Sin necesidad de buscarle a cada una de esas metáforas una correspondencia concreta -y pudiendo, a nada que uno se ponga, encontrarle a cada una varias-, la idea que transmiten casa a la perfección con la sensación que cada vez tienen más españoles, y que explica alguno de los fenómenos que configuran y marcan el paso a nuestra actualidad.
Hace ya demasiado tiempo que todos sabemos -y si no lo sabemos lo intuimos, con una intensidad que acerca la intuición a la convicción- que muchas bazas no se juegan limpiamente, que en muchos compartimentos esenciales de nuestra convivencia se han abierto vías de agua que nadie sabe, quiere o puede tapar y que algunas cosas importantes no son lo que nos dicen aquellos que tienen la responsabilidad de gestionarlas.

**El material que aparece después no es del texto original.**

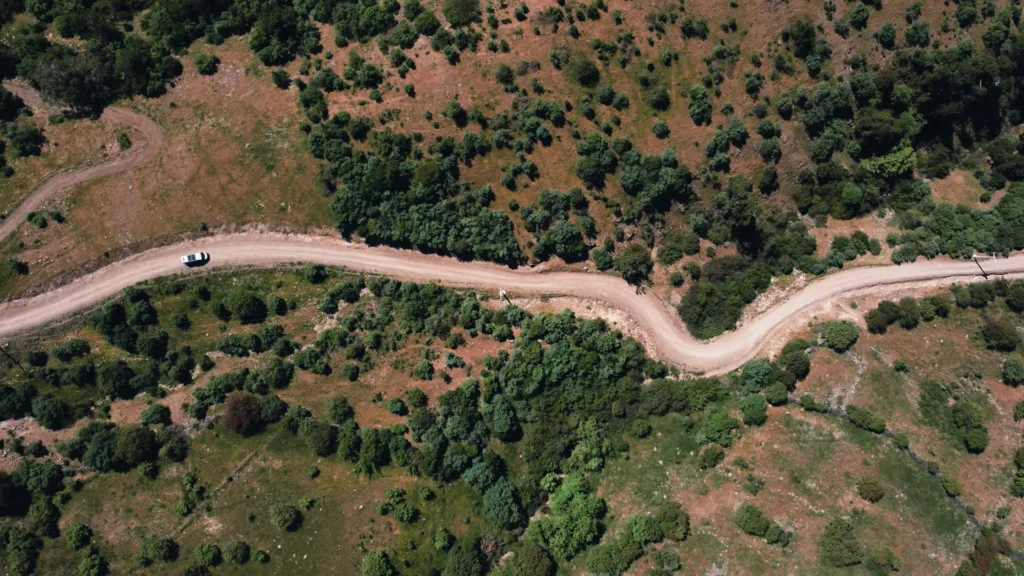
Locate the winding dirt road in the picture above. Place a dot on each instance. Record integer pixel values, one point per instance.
(141, 152)
(674, 343)
(660, 324)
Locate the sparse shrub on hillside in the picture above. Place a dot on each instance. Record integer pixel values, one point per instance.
(461, 12)
(377, 564)
(285, 517)
(863, 418)
(206, 64)
(870, 489)
(839, 544)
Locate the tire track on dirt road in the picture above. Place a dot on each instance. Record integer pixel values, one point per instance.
(671, 339)
(139, 154)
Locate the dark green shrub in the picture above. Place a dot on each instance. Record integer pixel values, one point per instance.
(870, 489)
(285, 517)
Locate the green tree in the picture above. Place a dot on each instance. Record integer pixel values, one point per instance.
(206, 64)
(755, 410)
(501, 504)
(870, 489)
(839, 545)
(840, 334)
(285, 517)
(635, 263)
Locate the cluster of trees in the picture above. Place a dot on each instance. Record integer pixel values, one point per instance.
(751, 520)
(24, 138)
(908, 313)
(562, 239)
(962, 421)
(926, 100)
(960, 231)
(1017, 488)
(104, 447)
(841, 548)
(865, 419)
(387, 198)
(111, 65)
(669, 522)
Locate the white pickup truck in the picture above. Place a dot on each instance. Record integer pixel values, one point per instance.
(197, 259)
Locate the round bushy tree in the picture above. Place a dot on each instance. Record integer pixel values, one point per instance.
(285, 517)
(377, 564)
(870, 489)
(840, 335)
(755, 410)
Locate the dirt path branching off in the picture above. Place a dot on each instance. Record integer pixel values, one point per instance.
(671, 339)
(141, 152)
(664, 331)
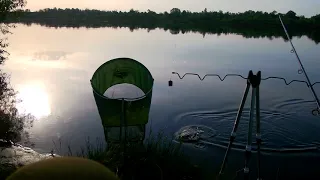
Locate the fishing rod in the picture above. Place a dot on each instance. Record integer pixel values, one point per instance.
(302, 70)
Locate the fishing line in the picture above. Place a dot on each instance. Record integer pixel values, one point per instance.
(303, 71)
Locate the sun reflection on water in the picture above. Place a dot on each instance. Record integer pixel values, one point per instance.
(34, 100)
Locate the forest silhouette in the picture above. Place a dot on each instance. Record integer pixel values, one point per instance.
(248, 24)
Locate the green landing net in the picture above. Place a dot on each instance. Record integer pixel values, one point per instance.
(117, 112)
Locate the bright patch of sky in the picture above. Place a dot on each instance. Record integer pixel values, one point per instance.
(301, 7)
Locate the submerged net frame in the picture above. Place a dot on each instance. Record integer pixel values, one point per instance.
(117, 113)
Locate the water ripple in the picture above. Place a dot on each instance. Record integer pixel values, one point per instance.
(285, 126)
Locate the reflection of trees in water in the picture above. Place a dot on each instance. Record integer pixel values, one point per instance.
(249, 24)
(12, 124)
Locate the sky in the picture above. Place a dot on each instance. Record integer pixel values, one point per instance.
(301, 7)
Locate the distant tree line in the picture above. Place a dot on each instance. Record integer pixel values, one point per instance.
(248, 24)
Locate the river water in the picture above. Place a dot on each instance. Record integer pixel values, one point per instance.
(51, 69)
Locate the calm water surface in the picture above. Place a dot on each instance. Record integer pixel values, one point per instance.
(51, 68)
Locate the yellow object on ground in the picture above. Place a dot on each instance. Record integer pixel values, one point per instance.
(62, 168)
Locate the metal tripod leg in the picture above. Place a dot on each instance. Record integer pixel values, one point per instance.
(249, 140)
(235, 127)
(258, 135)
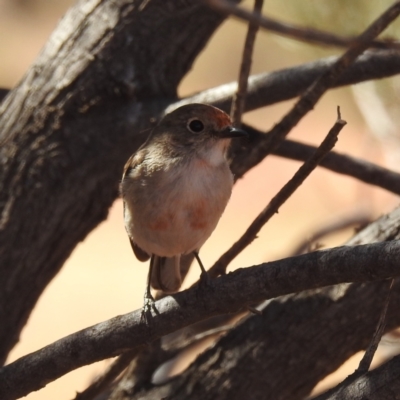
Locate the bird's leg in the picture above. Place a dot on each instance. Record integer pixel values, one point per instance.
(204, 278)
(148, 303)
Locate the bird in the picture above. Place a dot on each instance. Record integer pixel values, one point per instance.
(175, 188)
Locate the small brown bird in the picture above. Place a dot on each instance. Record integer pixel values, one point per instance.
(175, 189)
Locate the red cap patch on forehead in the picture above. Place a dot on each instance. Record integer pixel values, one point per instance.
(222, 119)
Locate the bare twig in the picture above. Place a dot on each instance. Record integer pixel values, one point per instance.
(272, 208)
(339, 392)
(227, 294)
(285, 84)
(224, 295)
(360, 169)
(307, 35)
(353, 218)
(308, 100)
(104, 381)
(240, 96)
(366, 361)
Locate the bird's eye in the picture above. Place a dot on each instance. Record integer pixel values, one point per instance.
(195, 125)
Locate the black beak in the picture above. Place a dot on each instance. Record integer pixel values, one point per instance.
(231, 132)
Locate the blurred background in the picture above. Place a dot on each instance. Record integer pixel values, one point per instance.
(102, 278)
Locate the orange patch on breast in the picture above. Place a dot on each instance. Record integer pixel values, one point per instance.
(198, 216)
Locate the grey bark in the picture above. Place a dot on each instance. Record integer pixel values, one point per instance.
(109, 71)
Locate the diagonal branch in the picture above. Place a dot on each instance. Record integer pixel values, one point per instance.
(307, 35)
(272, 208)
(311, 96)
(227, 294)
(273, 87)
(360, 169)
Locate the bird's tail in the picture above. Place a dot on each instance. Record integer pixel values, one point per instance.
(166, 273)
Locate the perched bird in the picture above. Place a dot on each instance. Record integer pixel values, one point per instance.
(175, 189)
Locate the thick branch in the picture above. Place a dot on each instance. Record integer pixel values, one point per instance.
(270, 88)
(344, 164)
(227, 294)
(382, 383)
(70, 125)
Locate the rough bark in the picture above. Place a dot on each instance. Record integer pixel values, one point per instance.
(66, 131)
(298, 341)
(109, 70)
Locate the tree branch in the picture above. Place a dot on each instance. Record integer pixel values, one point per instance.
(68, 127)
(359, 169)
(227, 294)
(272, 208)
(307, 35)
(238, 102)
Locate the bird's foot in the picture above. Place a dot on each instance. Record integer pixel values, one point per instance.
(148, 306)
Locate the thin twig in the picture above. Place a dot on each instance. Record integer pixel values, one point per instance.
(365, 362)
(238, 100)
(272, 208)
(178, 346)
(311, 96)
(356, 217)
(307, 35)
(104, 381)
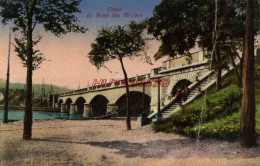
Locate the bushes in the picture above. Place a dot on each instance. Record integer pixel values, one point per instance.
(218, 105)
(221, 115)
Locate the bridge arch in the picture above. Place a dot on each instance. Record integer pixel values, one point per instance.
(180, 85)
(99, 105)
(80, 105)
(135, 101)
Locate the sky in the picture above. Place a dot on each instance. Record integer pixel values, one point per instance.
(67, 63)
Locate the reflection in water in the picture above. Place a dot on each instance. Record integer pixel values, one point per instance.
(38, 115)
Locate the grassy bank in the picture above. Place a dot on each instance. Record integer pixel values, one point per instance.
(221, 113)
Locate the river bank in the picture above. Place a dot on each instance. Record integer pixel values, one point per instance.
(106, 142)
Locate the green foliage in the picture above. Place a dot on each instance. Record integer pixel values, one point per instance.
(57, 17)
(116, 43)
(221, 115)
(21, 47)
(180, 23)
(219, 105)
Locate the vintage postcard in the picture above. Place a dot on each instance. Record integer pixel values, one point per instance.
(130, 82)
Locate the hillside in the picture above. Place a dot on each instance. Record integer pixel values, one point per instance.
(221, 113)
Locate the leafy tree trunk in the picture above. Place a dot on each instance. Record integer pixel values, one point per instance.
(128, 118)
(27, 133)
(248, 135)
(218, 70)
(242, 58)
(236, 70)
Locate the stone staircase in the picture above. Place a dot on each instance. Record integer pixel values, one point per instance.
(194, 93)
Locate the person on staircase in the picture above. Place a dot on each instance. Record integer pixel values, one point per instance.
(186, 93)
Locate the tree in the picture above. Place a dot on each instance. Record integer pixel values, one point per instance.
(20, 48)
(248, 135)
(117, 43)
(56, 16)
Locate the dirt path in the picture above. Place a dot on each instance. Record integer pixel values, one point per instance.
(106, 142)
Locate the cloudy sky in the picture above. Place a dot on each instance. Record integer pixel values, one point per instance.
(68, 64)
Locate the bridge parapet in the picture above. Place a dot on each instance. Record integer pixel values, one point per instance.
(116, 84)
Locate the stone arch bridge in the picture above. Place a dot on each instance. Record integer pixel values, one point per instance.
(145, 97)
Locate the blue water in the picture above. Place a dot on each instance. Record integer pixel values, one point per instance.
(38, 115)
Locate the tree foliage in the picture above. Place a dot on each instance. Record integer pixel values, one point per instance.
(56, 16)
(20, 48)
(117, 43)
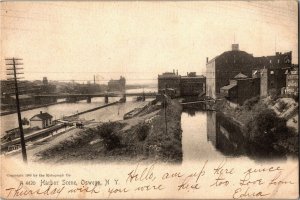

Tanto tiempo conviviendo con un convencimiento así acaba produciendo un desgaste que es acumulativo, que va minando la resistencia del edificio y, sobre todo, agotando la paciencia de quienes tienen la sensación de asistir a una partida amañada en la que una y otra vez se les intenta escamotear la gravedad de los hechos y hacerlos pasar por lo que no son. Ha llegado el momento en el que la ciudadanía ya no puede seguir comprando el engaño y no está dispuesta a pasar la más mínima.
Es cierto que durante lustros los españoles han tolerado, convalidado o directamente endosado, sobre todo en las urnas, los comportamientos más inaceptables y desleales por parte de aquellos en quienes depositaron su confianza. Pero ese tiempo ha tocado a su fin, y ahora cualquier tropiezo, incluso más leve que los que antaño tanto se consintieron, encuentra un repudio virulento y destructivo. Son las tempestades que debemos a los sembradores de vientos, y que ahora les toca recoger a los que están en la palestra, al margen del tamaño de sus faltas.
De nada sirve lamentarse, o entonar la queja por el agravio comparativo. Ahora hay lo que hay, como antes hubo lo que había, y con estos mimbres altamente inflamables le toca al que quiera postularse para llevar los asuntos públicos hacer el cesto. La cuerda se ha estirado todo lo que daba de sí, y se avecinan curvas para quienes creyeron en su elasticidad infinita.